Why has Buck Showalter changed jobs so often?

            Wikipedia raises this question, and quotes as an explanation the opinion that Buck micromanages. If I owned a team and my manager produced the results Buck has had, I would tell him to micromanage all he wanted. But that’s me.
            In fact, Buck has not changed jobs more often than most baseball managers. According to an article by Lynn Zinser, “One Loss Away From a Dismissal”, in the New York Times of December 20, 2008, the average tenure of a manager in professional baseball is 3.78 seasons, but that figure is skewed upward by a tiny number of managers who have lasted a long time. The median figure is 2 seasons; in other words, half of all managers are fired at the end of their second season.

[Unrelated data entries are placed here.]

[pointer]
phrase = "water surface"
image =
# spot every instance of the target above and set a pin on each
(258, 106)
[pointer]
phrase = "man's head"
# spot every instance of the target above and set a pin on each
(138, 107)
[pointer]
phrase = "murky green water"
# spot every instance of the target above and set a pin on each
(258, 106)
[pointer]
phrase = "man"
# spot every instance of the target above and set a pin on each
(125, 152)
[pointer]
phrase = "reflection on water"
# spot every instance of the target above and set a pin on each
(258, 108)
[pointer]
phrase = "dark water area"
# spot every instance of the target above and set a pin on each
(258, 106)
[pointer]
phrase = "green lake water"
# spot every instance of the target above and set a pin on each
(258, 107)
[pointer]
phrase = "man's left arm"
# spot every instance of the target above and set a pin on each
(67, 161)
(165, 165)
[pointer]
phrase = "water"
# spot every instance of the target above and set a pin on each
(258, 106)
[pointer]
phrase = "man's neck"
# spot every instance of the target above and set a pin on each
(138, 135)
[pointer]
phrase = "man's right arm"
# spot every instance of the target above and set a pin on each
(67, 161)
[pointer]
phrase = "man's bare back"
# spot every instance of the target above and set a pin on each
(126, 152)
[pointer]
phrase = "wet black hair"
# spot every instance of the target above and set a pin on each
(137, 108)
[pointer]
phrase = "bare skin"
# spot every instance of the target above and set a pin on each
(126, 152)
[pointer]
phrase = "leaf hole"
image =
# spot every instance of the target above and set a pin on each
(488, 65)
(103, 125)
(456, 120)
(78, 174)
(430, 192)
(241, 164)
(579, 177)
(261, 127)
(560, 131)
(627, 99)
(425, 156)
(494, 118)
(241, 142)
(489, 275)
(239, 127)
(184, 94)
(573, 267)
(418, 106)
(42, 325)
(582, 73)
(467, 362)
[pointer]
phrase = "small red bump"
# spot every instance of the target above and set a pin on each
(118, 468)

Buck as a Yankee, a Diamondback, a Ranger

Can you trust Wikipedia?

            From time to time I cite Wikipedia. Is it a trustworthy source? No. So why do I use it? Because it is convenient. For very contemporary subjects, like Buck Showalter, it’s the likeliest place to find a succinct summary of key information. If you don’t have the reference room of a big research library handy, Wikipedia combines the contents of many shelves of almanacs, bibliographies, dictionaries, encyclopedias, gazetteers, and the like.
            Wikipedia is written by amateurs, however, and the content is unedited. When I looked up Buck Showalter, I found a flagrantly implausible passage about his family. I won’t repeat it, lest it find its way back into circulation. It involved a confusion between his father and his grandfather, and some exaggeration of the facts. The Wikipedia entry cited a source, which was a newspaper story written by a free-lance sportswriter, whose memory had clearly played some tricks on him. And like Wikipedia, his newspaper had no fact-checker. The entry has now been corrected, but many entries containing similar errors have not been corrected.
            So I use Wikipedia, but I try to check the sources, and the sources’ sources. For those who are wondering, most of my information on Buck Showalter comes from members of his branch of the family. I would like to take this opportunity to thank them, especially Marina and Kathy.